Unit - 3 Data Warehouse Modelling and Online Analytical Processing II
Unit - 3 Data Warehouse Modelling and Online Analytical Processing II
Unit - 3 Data Warehouse Modelling and Online Analytical Processing II
Data Warehouse
Modelling and Online
Analytical Processing II
Business Analysis Framework :
The business analyst get the information from the data warehouses to measure the
performance and make critical adjustments in order to win over other business
holders in the market.
Having a data warehouse offers the following advantages −
• Since a data warehouse can gather information quickly and efficiently, it can
enhance business productivity.
• A data warehouse provides us a consistent view of customers and items,
hence, it helps us manage customer relationship.
• A data warehouse also helps in bringing down the costs by tracking trends,
patterns over a long period in a consistent and reliable manner.
Data Warehouse Design :
• Good Business Intelligence (BI), allows your organization to query data obtained
from trusted sources and use the answers to gain a competitive edge in your
industry.
• The first step to achieving effective BI is a well-designed warehouse.
• Data warehouse design is the process of building a solution to integrate data
from multiple sources that support analytical reporting and data analysis.
• A poorly designed data warehouse can result in acquiring and using inaccurate
source data that negatively affect the productivity and growth of your
organization.
• Datawarehouse design and usage deals with how data warehousing can be used
for information processing analytical processing data mining
• To design an effective and efficient data warehouse, we need to understand
and analyze the business needs and construct a business analysis framework.
• Each person has different views regarding the design of a data warehouse.
• These views are as follows −
The top-down view − This view allows the selection of relevant information
needed for a data warehouse.
The data source view − This view presents the information being captured,
stored, and managed by the operational system.
The data warehouse view − This view includes the fact tables and dimension
tables. It represents the information stored inside the data warehouse.
The business query view − It is the view of the data from the viewpoint of the
end-user.
Important steps in Data warehouse design :
Requirements Gathering :
• Gathering requirements is step one of the data warehouse design process.
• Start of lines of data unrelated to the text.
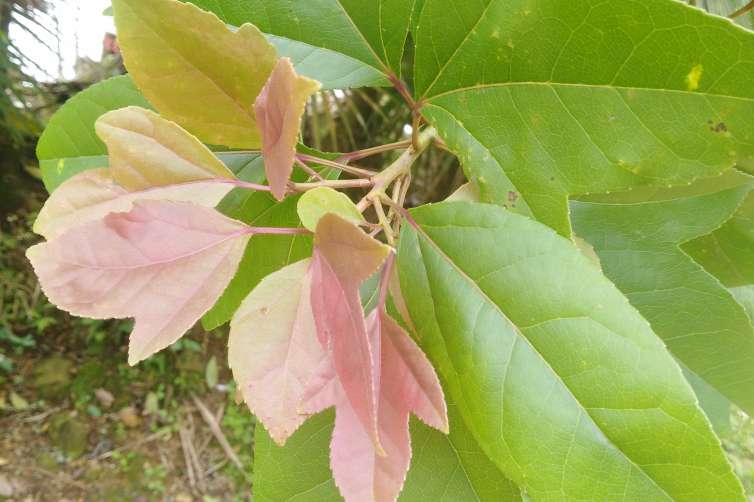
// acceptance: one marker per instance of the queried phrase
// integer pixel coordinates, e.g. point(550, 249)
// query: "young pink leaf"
point(163, 263)
point(273, 349)
point(93, 194)
point(279, 109)
point(343, 258)
point(408, 383)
• The goal of the requirements gathering phase is to determine the criteria for a
successful implementation of the data warehouse.
• An organization's long-term business strategy should be just as important as
the current business and technical requirements.
• User analysis and reporting requirements must be identified.
• Hardware, development, testing, implementation, and user training are also
important.
• Once the business and technical strategy has been decided the next step is
to address how the organization will backup the data warehouse and how it
will recover if the system fails.
• Developing a disaster recovery plan while gathering requirements, ensures
that the organization is prepared to respond quickly to direct and indirect
threats to the data warehouse.
Physical Environment Setup :
• Once the business requirements are set, the next step is to determine the
physical environment for the data warehouse.
• There should be separate physical application and database servers as well as
separate ETL/ELT, OLAP, data cube, and reporting processes set up for
development, testing, and production.
• Building separate physical environments ensure that all changes can be tested
before moving them to production, development, and testing.
• Testing can be done without halting the production environment.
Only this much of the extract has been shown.